The blockchain only records token circulation, but does not collect data such as user retention, API usage quality, profit margins, and audited revenue. Even if a subnet appears to be prospering, investors can often only infer business quality from market structure rather than financial statements.
Pine Analytics made sharp criticisms in analyzes such as "Transparent Supply vs. Opaque Demand" and "Chutes (SN64): Low Price Supported by Subsidies": Part of Bittensor's outstanding business performance may still be driven by subsidies, and the essence of subsidies is TAO issuance rewards within the subnet. Pine calculated that the external revenue that can be recognized by the entire network is still minimal compared to the value implied by the TAO price.
The most typical example is Chutes, the largest subnet of Bittensor: it receives an annual TAO issuance subsidy worth US$52 million, with external revenue of only US$2.4 million. Without subsidies, its operating costs would be unaffordable. This is not to deny the Bittensor model, it just shows that the current market is pricing more for the vision of AI rather than pricing the cash flow of AI.
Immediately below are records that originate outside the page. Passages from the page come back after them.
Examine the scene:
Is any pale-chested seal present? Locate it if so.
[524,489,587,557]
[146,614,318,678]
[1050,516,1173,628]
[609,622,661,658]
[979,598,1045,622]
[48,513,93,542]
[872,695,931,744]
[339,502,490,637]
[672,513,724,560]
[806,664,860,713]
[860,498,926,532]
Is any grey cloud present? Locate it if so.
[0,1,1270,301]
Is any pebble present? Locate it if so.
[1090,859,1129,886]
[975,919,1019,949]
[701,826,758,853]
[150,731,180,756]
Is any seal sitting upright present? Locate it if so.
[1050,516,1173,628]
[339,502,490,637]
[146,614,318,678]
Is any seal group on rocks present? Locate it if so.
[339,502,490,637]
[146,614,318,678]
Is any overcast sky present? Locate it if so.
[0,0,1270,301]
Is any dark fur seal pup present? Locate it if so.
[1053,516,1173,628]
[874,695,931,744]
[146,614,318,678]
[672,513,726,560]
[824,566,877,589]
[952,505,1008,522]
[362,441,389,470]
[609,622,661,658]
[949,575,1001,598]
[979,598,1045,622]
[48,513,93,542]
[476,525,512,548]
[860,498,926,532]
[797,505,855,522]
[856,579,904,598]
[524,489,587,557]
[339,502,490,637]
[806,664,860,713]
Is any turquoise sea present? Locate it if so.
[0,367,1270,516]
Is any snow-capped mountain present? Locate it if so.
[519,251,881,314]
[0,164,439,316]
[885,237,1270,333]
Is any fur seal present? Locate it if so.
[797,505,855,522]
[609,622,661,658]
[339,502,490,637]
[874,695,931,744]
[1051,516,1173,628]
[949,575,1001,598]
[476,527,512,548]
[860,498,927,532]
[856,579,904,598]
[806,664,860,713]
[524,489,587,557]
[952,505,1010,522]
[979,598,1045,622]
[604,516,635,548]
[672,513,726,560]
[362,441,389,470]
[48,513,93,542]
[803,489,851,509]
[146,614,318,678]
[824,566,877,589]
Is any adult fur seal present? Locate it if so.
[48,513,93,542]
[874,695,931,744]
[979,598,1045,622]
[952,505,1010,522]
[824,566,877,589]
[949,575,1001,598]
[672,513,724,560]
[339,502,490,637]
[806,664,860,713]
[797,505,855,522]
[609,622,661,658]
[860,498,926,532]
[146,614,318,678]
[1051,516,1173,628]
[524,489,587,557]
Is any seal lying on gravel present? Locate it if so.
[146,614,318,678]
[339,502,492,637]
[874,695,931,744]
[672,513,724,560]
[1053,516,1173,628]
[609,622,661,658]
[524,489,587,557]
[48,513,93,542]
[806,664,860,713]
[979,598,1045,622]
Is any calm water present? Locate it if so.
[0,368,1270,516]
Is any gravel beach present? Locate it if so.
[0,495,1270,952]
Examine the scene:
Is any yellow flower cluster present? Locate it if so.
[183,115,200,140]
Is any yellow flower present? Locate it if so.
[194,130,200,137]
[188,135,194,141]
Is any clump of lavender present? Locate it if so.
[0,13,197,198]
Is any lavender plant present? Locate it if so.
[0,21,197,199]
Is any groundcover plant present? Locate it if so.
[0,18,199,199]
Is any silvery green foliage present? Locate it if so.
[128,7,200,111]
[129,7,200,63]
Because of this, I pay special attention to the development process of Bittensor. It has all the signs of ecological maturity. Although it has not ended the debate on "decentralized AI" and is still polishing the most accurate valuation method for AI projects, it has made great strides in uncovering issues that have been deliberately ignored by the private market for a long time and priced beliefs and valuations through the public market.
While private AI giants are asking the world to trust a few people in a room to determine multi-trillion dollar valuations, Bittensor chooses to trust the public markets. I know the latter is not perfect, but I appreciate and recognize the transparency it brings.